Je viens de tester avec Shrek2, le DVD est encrypté! Popcorn me le signale et m'informe qu'il ne peut  rien faire avec! Je suis déçu, mais bon fallait s'y attendre sur certains DVD .

Sur PC, je sais qu'il existe des softs comme Clone DVD qui permettent de faire sauter ces protections, qu'en est-il sur MAC?

Merci pour l'info!


----------



## Jack Dell (10 Février 2005)

dans ce cas ne serait-il pas utile de ripper le dvd, quelques protections sautent et popcorn peut travailler a partir de fichier video_ts. Me trompes-je?


----------



## Combo (12 Février 2005)

A priori ça serait possible de le faire oui car Popcorn le gère mais je n'ai pas testé car je ne connais pas de soft sur Mac capable de ripper un DVD, quels sont-ils?
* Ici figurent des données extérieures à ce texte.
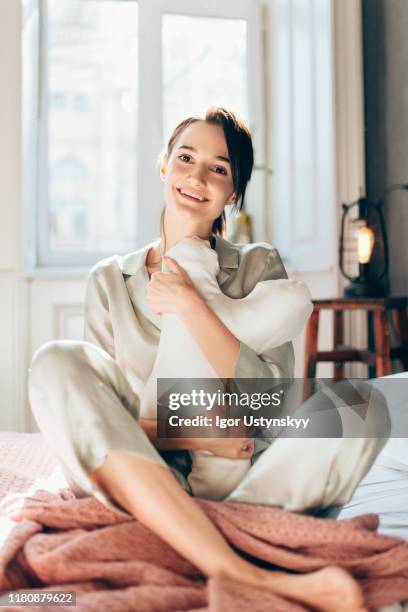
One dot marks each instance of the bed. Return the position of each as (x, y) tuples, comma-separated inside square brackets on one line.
[(50, 540)]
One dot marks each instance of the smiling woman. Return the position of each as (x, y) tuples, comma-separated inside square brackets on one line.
[(208, 160), (91, 393)]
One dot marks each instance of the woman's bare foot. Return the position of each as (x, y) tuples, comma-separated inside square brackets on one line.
[(331, 589)]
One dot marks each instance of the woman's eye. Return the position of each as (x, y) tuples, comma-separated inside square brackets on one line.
[(184, 157)]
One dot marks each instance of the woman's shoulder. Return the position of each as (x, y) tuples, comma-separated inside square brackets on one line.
[(124, 265), (260, 260)]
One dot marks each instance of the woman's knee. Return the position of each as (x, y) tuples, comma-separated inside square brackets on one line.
[(56, 359)]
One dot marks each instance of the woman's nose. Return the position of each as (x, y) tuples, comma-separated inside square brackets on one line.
[(198, 175)]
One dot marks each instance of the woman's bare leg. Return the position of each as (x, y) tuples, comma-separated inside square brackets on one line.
[(153, 496)]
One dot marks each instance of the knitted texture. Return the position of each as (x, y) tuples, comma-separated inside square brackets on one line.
[(113, 562)]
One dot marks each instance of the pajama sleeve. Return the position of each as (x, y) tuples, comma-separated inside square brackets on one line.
[(263, 264), (276, 363), (98, 324)]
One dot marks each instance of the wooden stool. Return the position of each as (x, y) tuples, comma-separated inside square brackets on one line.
[(383, 354)]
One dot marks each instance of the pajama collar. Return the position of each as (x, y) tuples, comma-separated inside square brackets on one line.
[(228, 257)]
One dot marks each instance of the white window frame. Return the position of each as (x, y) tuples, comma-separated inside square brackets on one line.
[(149, 190)]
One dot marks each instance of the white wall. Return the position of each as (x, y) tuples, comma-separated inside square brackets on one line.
[(48, 305)]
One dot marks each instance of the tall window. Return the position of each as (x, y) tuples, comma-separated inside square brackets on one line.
[(115, 77)]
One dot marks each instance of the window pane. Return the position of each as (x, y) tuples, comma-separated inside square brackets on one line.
[(204, 64), (92, 124)]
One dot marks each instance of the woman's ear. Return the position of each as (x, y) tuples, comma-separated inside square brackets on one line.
[(163, 168)]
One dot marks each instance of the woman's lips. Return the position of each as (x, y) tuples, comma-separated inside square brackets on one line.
[(198, 198)]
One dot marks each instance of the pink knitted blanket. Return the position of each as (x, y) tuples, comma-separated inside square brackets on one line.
[(52, 540)]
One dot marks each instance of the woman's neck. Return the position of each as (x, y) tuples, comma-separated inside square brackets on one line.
[(175, 232)]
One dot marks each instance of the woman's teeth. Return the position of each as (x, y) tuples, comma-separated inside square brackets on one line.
[(194, 196)]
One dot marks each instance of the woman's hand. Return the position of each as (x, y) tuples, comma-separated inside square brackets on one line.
[(170, 292), (232, 448)]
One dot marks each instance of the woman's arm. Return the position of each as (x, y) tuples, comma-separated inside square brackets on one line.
[(223, 447), (175, 293)]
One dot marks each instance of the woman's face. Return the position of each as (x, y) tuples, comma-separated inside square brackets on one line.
[(198, 179)]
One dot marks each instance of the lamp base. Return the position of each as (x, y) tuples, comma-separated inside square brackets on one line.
[(362, 290)]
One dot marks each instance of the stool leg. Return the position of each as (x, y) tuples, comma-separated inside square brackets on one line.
[(401, 323), (382, 344), (312, 333), (337, 341)]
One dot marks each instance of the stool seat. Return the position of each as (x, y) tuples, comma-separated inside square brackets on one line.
[(381, 357)]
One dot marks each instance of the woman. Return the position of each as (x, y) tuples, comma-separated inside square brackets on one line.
[(84, 395)]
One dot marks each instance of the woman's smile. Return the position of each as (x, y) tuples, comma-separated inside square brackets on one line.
[(191, 195)]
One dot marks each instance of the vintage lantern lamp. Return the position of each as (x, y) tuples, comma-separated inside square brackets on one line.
[(363, 249)]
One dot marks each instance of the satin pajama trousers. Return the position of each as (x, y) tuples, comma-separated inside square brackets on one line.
[(85, 408)]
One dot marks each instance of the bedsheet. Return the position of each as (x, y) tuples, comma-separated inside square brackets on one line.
[(49, 539)]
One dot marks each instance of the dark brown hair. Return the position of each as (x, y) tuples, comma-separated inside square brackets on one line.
[(240, 152)]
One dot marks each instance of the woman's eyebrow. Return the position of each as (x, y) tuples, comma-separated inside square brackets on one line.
[(220, 157)]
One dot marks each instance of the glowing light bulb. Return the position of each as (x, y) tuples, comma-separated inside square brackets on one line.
[(365, 244)]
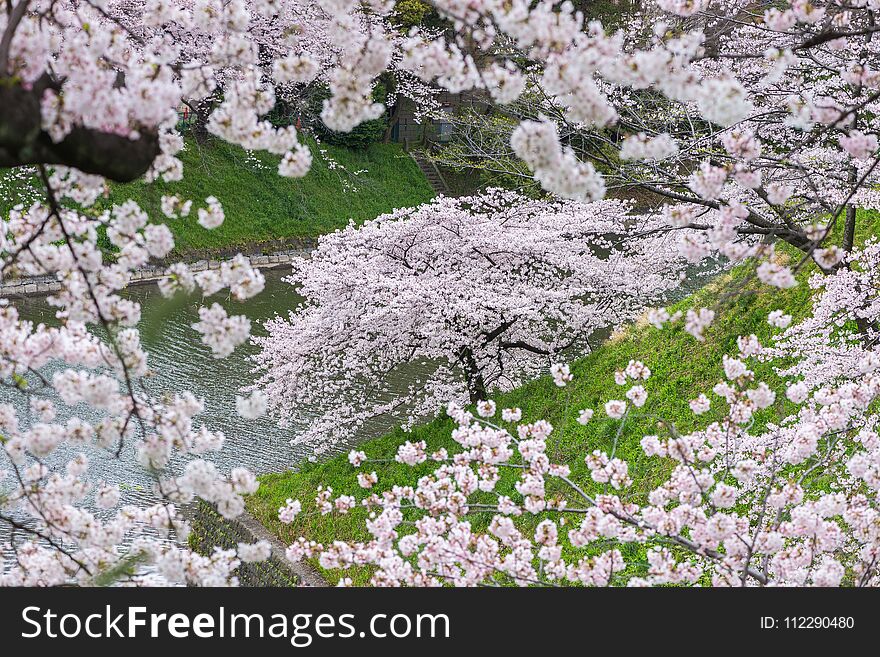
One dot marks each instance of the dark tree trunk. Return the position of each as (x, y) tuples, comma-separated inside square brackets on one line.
[(475, 382)]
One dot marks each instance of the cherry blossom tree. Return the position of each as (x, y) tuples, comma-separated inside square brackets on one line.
[(484, 291), (792, 503), (757, 125)]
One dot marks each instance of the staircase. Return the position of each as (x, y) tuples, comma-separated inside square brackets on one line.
[(432, 173)]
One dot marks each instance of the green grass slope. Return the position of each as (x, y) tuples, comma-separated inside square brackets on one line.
[(261, 206), (681, 368)]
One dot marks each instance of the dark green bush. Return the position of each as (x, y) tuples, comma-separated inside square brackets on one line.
[(368, 132)]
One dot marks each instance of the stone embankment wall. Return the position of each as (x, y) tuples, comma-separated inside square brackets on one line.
[(41, 285), (210, 529)]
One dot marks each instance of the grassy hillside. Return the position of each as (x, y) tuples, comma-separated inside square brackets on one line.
[(260, 205), (681, 369)]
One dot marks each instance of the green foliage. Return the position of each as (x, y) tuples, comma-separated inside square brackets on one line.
[(367, 133), (261, 206), (681, 368), (410, 13)]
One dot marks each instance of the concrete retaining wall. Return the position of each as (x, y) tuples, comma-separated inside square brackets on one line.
[(41, 285), (210, 529)]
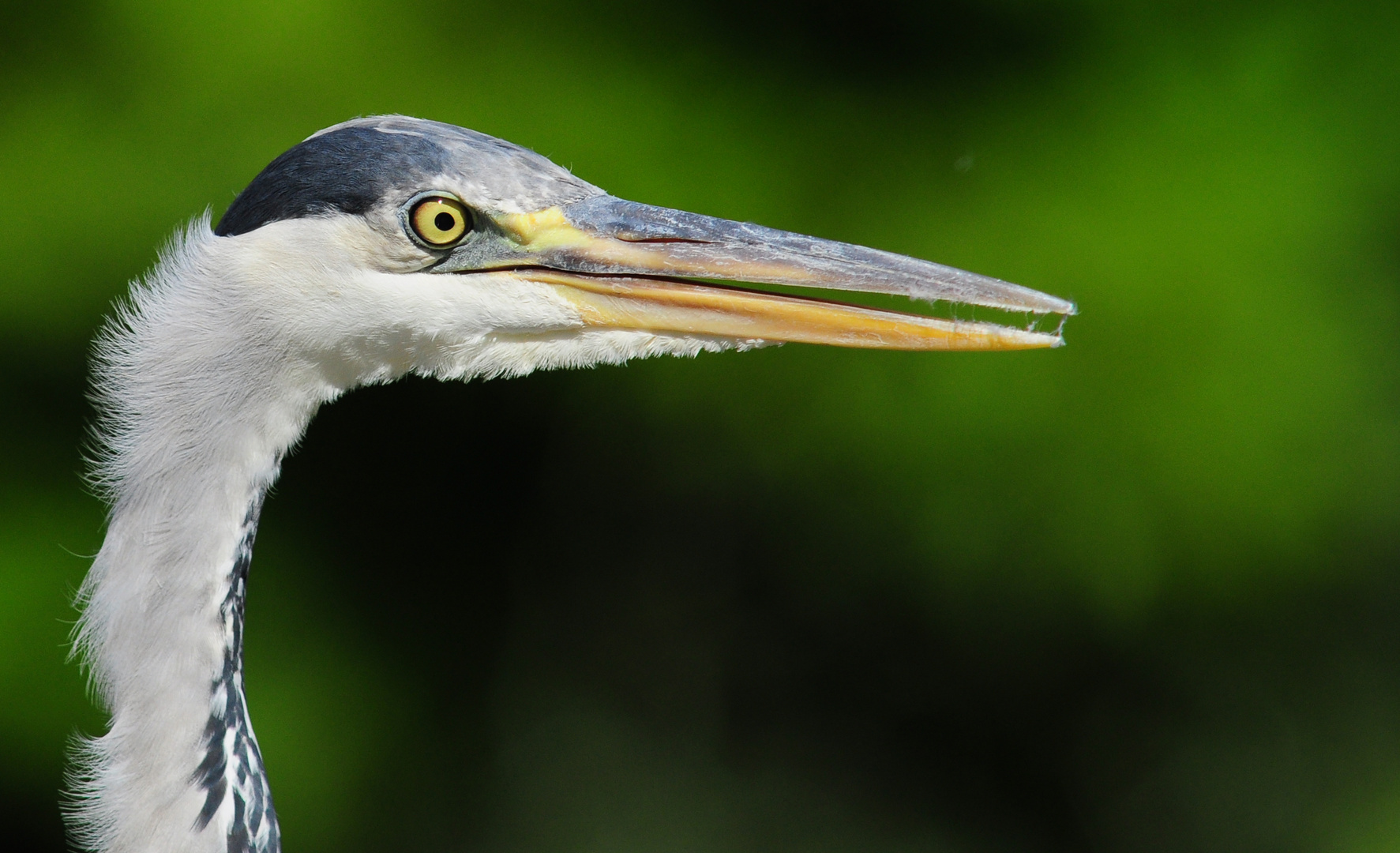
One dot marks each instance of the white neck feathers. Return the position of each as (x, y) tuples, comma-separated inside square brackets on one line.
[(197, 411)]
Aussi et pour en revenir au sujet du post, j'ai reçu cette semaine une commande de DVD vierges (1 double couche 2.4x, 10 +RW 4x et 25 +R 8x) que j'ai passé sur un site allemand, je les recommande les prix déboitent et la livraison se fait en 48h! www.nierle.de. J'ai testé les produits, RAS en ce qui concerne les RW et les R, par contre mon graveur (le 117D) rejette le double couche 5 secondes après l'avoir inséré même avec Toast 6.0.7 démaré ce qui signifierait que la MAJ ne règle pas le blème des doubles couches...?  Flashage obligatoire dans ce cas là donc?...


----------



## Jack Dell (13 Février 2005)

bonjour Combo, ce n'est pas une bonne nouvelle ce que tu nous dis à propos du DL.

Dans Univers Mac de Fevrier il est signalé un fichier à telecharger sur macbidouille en.sit donc directement sur mac mais je ne l'ai pas trouver. Faire le flashage dans un pc ne m'enchante pas. M****! on est coincé là; remarque il y en a qui l'on fait (voir forum macbidouille) mais bon...
Concernant le rippage de dvd il y a mac the ripper par exemple gratuit mais il y en a d'autre. Cela marche hier j'ai testé sur deux dvd d'iron maiden qui sont cryptés et ensuite popcorn a pu les graver. 
Sais-tu si on peut et comment sélectionner ce que l'on veut graver comme eliminer des bonus ou des langues etc ,pour alleger et moins comprimer dans popcorn? Cela se fait normalement lors de l'encodage après le rippage donc  à l'etape popcorn mais j'ai pas trouver du moins a partir d'un dossier video_ts?


----------



## Original-VLM (13 Février 2005)

Up 

Ca m'interesse également de pouvoir faire ça 

Donc je suis votre discussion avec attention


----------



## Serge 001 (13 Février 2005)

Combo a dit:
			
		

> soft sur Mac capable de ripper un DVD, quels sont-ils?


MacTheRipper


----------



## Combo (13 Février 2005)

Ok je viens de tester MacTheRipper cet aprèm et ensuite la gravure du dossier video_ts avec Popcorn, ça passe sans problème.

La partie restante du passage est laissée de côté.